That means the tax dollars in the U.S. have to come from somewhere else, Zucman said.

"Tax inversions are a bad thing, because they erode corporate tax revenue," Zucman, a protégé of rockstar French economist Thomas Piketty, told The Huffington Post in an email. "Tax inversions reduce effective corporate tax rates, which means in the end less taxes for shareholders, and probably more taxes for everybody else."

Pfizer, founded 166 years ago in Brooklyn, has long reduced its U.S. tax bill using foreign loopholes. The Viagra maker keeps $74 billion in 151 foreign subsidiaries. A move to Ireland or another low-tax country would allow it to access that cash more easily. Last year, the company aggressively tried to buy British rival AstraZeneca in a $119 billion bid.
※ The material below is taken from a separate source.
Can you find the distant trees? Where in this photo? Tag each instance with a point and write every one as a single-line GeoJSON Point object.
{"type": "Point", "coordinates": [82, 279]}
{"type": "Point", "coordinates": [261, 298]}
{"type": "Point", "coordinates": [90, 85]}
Zucman published last month The Hidden Wealth of Nations, a 116-page primer on the role tax havens play in exacerbating income inequality. In it, he warns that countries that allow the super-rich to stash their assets in secretive overseas accounts -- Switzerland, Bermuda and, now, even the United States -- are helping widen the gap between the rich and rest to levels that echo those of 19th-century European aristocracy.

Tax inversions are a subset of that larger corporate tax problem. A series of attempted inversions last year spurred protests and sparked rare public outrage over the schemes.

Facing boycotts, Walgreen Co., owner of the Walgreens drugstore chain, backed off a deal that would have saved $4 billion by moving its headquarters to Switzerland. Banana giant Chiquita, under similar political and financial pressure, dropped its bid to move to Ireland by buying rival Fyffes. Burger King, which successfully adopted Canadian corporate citizenship last year after it merged with coffee-and-doughnut chain Tim Hortons, faced (largely unheeded) calls to boycott its fast food.

That doesn't mean corporate giants that stay in the United States don't find other ways to lower their tax bills through wealth havens. U.S. companies stash about $2.1 trillion in cash overseas to avoid U.S. taxes, according to Bloomberg. Microsoft, Apple, Google and five other big tech firms account for more than one-fifth of that number.

You can't necessarily blame companies for trying to maximize profits. At 35 percent, the U.S. corporate tax rate is among the highest in the developed world, though a litany of loopholes allow most firms to drastically reduce that rate. Tax inversions, despite new restrictions being finalized by the Treasury Department, remain legal. And, if a company is already stashing cash overseas, swapping the stars-and-stripes for an Irish flag only allows it to have more access to that money.

David Wessel, director of the Hutchins Center at the Brookings Institution, explained it nicely on NPR earlier this week:

So basically the U.S. statutory tax rate for companies is 35 percent, although a lot of companies find ways to pay less than that. The U.S. taxes all of a multinational company like Pfizer's profits. Other companies tax only the profits earned in that country. And those foreign profits are taxed only when they're brought back to the United States. American companies have $2 trillion in taxes parked overseas. And if they go through this inversion, they can use them more freely. And I think what's happened is a lot of companies are noticing that a few companies have done this and they're all saying to their executives, well, if they can save money on taxes, why can't we?

So what can be done? In his book, Zucman recommends a complete overhaul in how we tax corporations. Rather than set national tax rates based on total profits, he suggests that corporations should be taxed on the revenues earned within a country's geographical borders.

"So if Pfizer makes 50 percent of its sales in the U.S., 50 percent of its global consolidated profits would be taxable in the U.S., independently of where Pfizer’s headquarter is located," Zucman said. "This would make inversions (and all other forms of corporate tax dodging) irrelevant."

Pfzier did not immediately respond to The Huffington Post's request for comment.